Todo el mundo contaba anécdotas y chistes mientras deshojábamos el maíz. Alguien gritó: “¡Un alacrán!”. Yo solté el maíz y me levanté de la silla. La mayoría permaneció sentado, como si hubiesen visto una hormiga. Pero no, era un alacrán negro, del tamaño de mi mano, caminando sobre las mazorcas, buscando donde esconderse. Vino mi prima y con una paleta lo lanzó al piso y le puso una bota encima. El bicho crujió. Y no se movió más. Mi prima veía mi cara de asombro. Me dijo: “Y eso que no has entrado a la siembra. Allá hay bastantes”. Yo le pregunté cómo hacía para cosechar y evitar las picadas. Me dijo que no le ponía mucha atención. Si alguno la picaba, con matarlo, triturarlo y pasárselo por la picada como antídoto era suficiente. De inmediato supe que no iría por nada del mundo a la siembra. Pregunté si había visto culebras en la siembra. Dijo que sí. Como si le hubiese preguntado si había visto hormigas. Es que mi prima creció en el campo. Muchas cosas que a mi me asustan le parecen naturales.

Unas mujeres de la finca molieron el maíz e hicieron cachapas y bollos para todos. Les quedaron deliciosas. Hacía calor, pero también había mucha brisa, que mitigaba. Todo alrededor eran plantaciones de maíz. Las matas eran más altas que yo, organizadas en hileras por donde yo no habría de pasar. Las rubias espigas coronaban, como estrellas en el firmamento.

Entró un olor a café, desde la cocina. Al rato teníamos la taza humeante en las manos. No sé porqué es tan sabroso el café negro en el llano. Lo endulzan con papelón. Y la taza de arcilla. Huele divina la mezcla de la arcilla, el papelón y el café.

Aquí fue cuando le propuse ir a ver el río Guárico. Ya se sabe que no me impresionó. Aguas muy quietas y oscuras.
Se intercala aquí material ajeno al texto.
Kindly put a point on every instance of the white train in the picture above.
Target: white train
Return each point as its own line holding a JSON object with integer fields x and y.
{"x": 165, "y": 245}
Al caer la tarde regresamos a Altagracia en caravana. Algunos primos se quedaron en Sosa. Compraron unas cervezas. Intentaron seducirme con una fría pero no quise quedarme. El haber visto alacranes no me dejaría dormir allí. Ni siquiera en hamaca.

Llegar a Altagracia fue como volver a la civilización. La TV encendida. El aire acondicionado. El jardín bien cuidado. Allí si acepté la cerveza. Mientras me la tomaba, pensaba en Sosa. En todo lo que viví. La sopita de arvejas con comino. Los bollitos deliciosos y las cachapas. El papelón con limón que bebimos. Las mazorcas. El alacrán. La casita funeraria en la carretera, con el nombre del difunto en el frente y la fecha de su muerte. El susto que pasé por estar con la burla de su mala suerte. Y me convencí de que si, que la muerte no se pierde, y llega a esos caminos donde hasta el viento se devuelve.